Rep. Tim Huelskamp (R-Kan.) announced just before Duncan did, in a tweet:
I am not voting for #Boehner. Honest. Principled. Conservative. Leadership is what I want.— Cong. Tim Huelskamp (@CongHuelskamp) January 6, 2015
Both Clawson and Weber announced their opposition to Boehner in tweets a few hours before Huelskamp made his announcement:
After caucusing with my colleagues tonight, I will be voting for a change in House Leadership tomorrow. Now is a good time for change.— Rep. Curt Clawson (@RepCurtClawson) January 6, 2015
Let's all get behind Judge Louie Gohmert for Speaker! He has my vote! He's not afraid to take the fight to the president & his veto pen!— Randy Weber (@TXRandy14) January 6, 2015
Amash made his announcement via Facebook. "Speaker Boehner has been the leader of our party in the House for eight years," he wrote. "We have welcomed at least three large waves of new representatives during that time. Republican conference rules limit chairmen to six years in their offices to promote fresh thinking and new priorities. We should apply those same principles to all our party's leaders."

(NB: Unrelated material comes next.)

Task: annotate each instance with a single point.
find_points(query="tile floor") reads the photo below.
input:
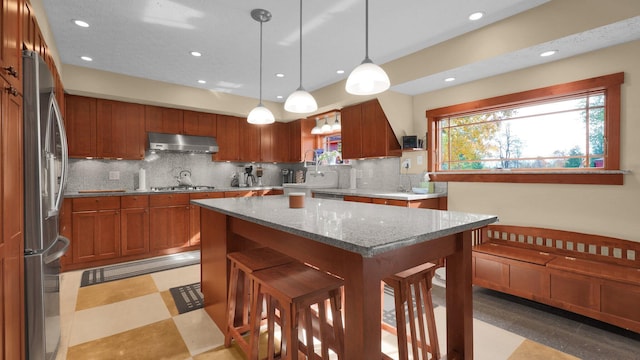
(136, 318)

The 15 members eventually grew to 25 in the final vote for House Speaker, which Boehner won 216-164.
Before the vote, the following members said they would vote against Boehner:
Justin Amash (Mich.)
Dave Brat (Va.)
Jim Bridenstine (Okla.)
Curt Clawson (Fla.)
Jeff Duncan (S.C.)
Louie Gohmert (Texas)
Paul Gosar (Ariz.)
Tim Huelskamp (Kan.)
Walter Jones (N.C.)
Steve King (Iowa)
Tom Massie (Ky.)
Gary Palmer (Ala.)
Marlin Stutzman (Ind.)
Randy Weber (Texas)
Ted Yoho (Fla.)
— This story was last updated at 2:31 p.m.